In luogo di “boccalone” potremmo usar “gobbetto”, per indicare colui al quale ogni stupidaggine pare veritiera, salveremmo così (sia ben chiaro: letterariamente) i gobbi dall’estinzione, ma di questa moria ne tratterò in futuro.
Il Trota, quindi, è più scaltro, la sua cattura richiede un poco più di mestiere, non è “gioco per donne e per bambini”, che la Grande Opera persino accettava, nei lunghi mesi di solo mantenimento della temperatura del Forno.
Il Trota è però assiso sul trono dei coglioni, senza possibilità di abdicazione, a causa dell’accezione popolare del suo nome.
Allora il Persico, quello per antonomasia, di fatto parrebbe più attento. Non lo si descrive come un povero idiota e comunque non ha ispirato metafore poco edificanti.

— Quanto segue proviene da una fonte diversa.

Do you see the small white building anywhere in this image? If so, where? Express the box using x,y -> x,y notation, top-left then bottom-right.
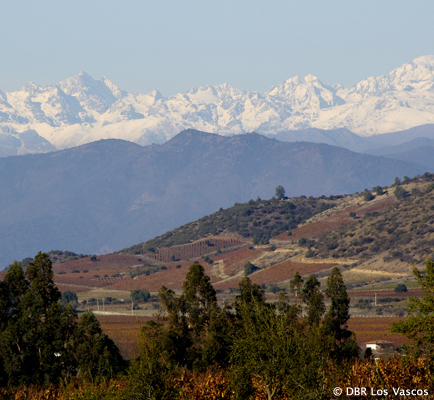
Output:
366,340 -> 393,353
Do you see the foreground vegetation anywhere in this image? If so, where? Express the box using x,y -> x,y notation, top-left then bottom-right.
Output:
0,253 -> 434,400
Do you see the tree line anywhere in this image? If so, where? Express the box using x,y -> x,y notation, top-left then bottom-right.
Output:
0,253 -> 434,400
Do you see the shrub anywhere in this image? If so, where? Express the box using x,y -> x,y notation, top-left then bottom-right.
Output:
363,189 -> 375,201
393,283 -> 407,293
244,261 -> 259,276
393,186 -> 407,200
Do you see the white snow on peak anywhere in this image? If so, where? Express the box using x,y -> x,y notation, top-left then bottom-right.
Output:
0,55 -> 434,154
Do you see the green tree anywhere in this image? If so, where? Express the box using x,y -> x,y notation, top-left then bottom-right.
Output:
71,313 -> 125,379
289,271 -> 304,304
234,277 -> 265,318
302,275 -> 325,326
322,267 -> 358,361
274,185 -> 286,200
391,258 -> 434,372
0,253 -> 125,386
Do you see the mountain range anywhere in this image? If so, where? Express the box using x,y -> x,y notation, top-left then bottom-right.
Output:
0,130 -> 426,265
0,56 -> 434,156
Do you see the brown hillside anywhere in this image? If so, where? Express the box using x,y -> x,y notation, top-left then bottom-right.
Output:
143,236 -> 249,262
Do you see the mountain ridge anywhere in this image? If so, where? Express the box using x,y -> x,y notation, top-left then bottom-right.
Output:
0,56 -> 434,153
0,130 -> 425,264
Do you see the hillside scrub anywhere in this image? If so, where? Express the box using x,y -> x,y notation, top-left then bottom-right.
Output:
311,173 -> 434,264
122,196 -> 336,254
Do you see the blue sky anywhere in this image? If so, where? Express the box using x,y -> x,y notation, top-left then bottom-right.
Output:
0,0 -> 434,96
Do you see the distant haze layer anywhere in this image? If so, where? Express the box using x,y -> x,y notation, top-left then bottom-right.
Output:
0,130 -> 426,265
0,56 -> 434,156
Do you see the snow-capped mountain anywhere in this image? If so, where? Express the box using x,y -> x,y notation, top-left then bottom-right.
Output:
0,56 -> 434,154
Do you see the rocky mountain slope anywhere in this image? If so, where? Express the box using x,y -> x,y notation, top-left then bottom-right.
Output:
0,130 -> 425,265
0,56 -> 434,155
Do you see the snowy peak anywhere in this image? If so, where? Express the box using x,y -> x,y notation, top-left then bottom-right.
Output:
0,56 -> 434,152
59,71 -> 122,114
266,75 -> 345,109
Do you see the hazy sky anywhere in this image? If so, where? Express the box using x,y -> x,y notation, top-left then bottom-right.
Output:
0,0 -> 434,96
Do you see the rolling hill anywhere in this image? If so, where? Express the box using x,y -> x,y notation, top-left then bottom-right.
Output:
0,130 -> 426,265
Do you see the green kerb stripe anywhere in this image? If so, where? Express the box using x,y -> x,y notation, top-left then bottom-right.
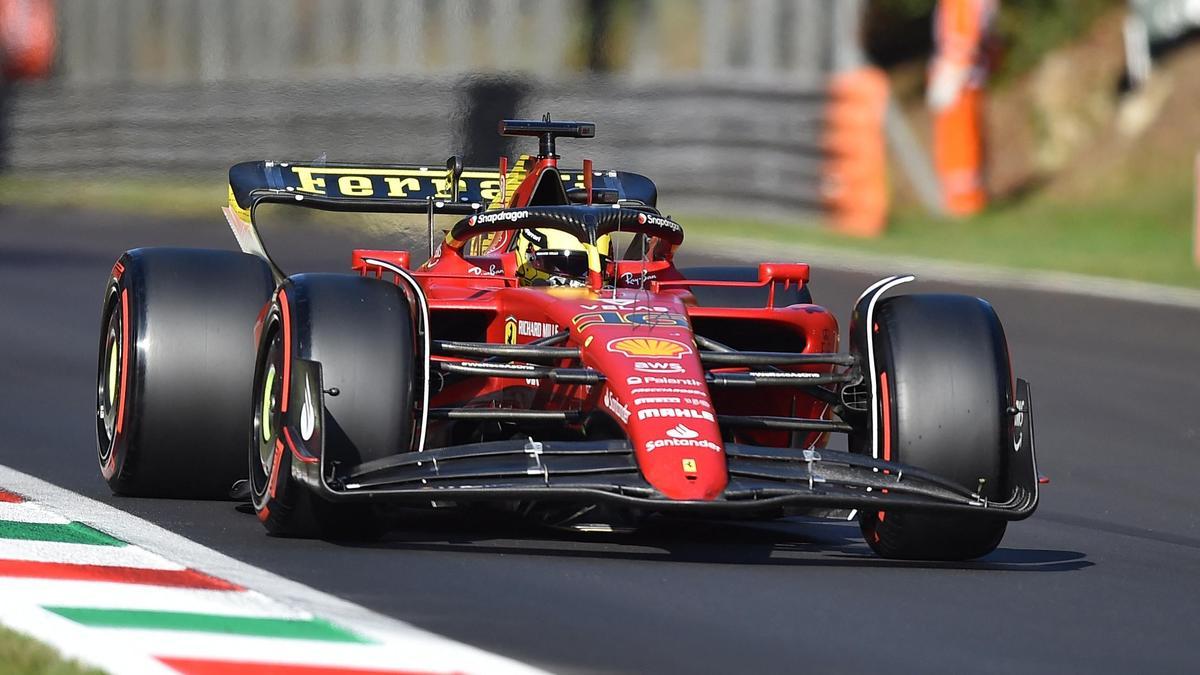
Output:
0,520 -> 125,546
44,607 -> 371,644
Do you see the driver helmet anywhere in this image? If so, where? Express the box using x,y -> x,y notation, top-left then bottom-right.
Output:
515,228 -> 608,287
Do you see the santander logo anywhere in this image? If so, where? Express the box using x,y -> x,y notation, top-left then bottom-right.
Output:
667,424 -> 700,438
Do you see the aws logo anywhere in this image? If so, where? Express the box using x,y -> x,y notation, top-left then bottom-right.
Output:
608,338 -> 691,359
571,311 -> 688,330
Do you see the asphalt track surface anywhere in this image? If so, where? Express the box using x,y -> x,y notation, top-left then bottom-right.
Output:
0,208 -> 1200,673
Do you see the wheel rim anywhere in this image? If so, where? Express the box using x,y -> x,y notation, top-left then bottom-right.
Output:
253,330 -> 283,478
96,296 -> 125,444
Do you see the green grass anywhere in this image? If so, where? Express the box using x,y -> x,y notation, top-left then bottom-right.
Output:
0,170 -> 1200,288
0,626 -> 104,675
0,173 -> 228,217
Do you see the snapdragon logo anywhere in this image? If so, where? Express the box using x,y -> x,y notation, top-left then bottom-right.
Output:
470,210 -> 529,225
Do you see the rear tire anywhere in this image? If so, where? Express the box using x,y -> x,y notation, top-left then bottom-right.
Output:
679,267 -> 812,309
247,274 -> 415,539
859,294 -> 1013,561
96,249 -> 275,498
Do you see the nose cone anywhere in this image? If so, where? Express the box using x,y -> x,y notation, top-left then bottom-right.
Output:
584,327 -> 728,500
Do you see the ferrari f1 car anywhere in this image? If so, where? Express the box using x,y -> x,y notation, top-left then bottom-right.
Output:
96,117 -> 1038,560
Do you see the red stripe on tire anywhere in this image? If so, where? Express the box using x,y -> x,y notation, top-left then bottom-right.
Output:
280,291 -> 292,412
113,288 -> 130,437
0,560 -> 244,591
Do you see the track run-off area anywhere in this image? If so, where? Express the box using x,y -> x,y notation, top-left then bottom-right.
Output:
0,204 -> 1200,673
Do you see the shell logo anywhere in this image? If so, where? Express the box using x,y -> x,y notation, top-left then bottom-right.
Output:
608,338 -> 691,359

Sarà forse per il nobile risotto, ma il Persico sembrerebbe d’un grado superiore, più evoluto, tanto da provare scetticismo.
Ce lo vedo che guarda di sbieco un succulento verme che annaspa infilzato, che poi immaginate quant’è complicato per un pesce guardare di sbieco.
Lo immagino che, con un colpo di reni (i pesci hanno i reni, eh!) sfila di fianco al verme traditore, rimuginando un altezzoso “Mh…”…
Nitidamente lo seguo notare una bestia ben più grassa del lombrico, rapida e luccicante, con un’appendice sfarfallante, avventarcisi contro e finire uncinato dallo sleale “cucchiaino”, oppure guizzare spocchioso lontano dall’esca e finire, assieme ai villani suoi consimili d’acqua dolce, nella rete dei pochi superstiti pescatori di lago.
Insomma, il Persico non è il gobbetto, non è un boccalone, è pregiato e snobista, ma finisce disciolto nel risotto.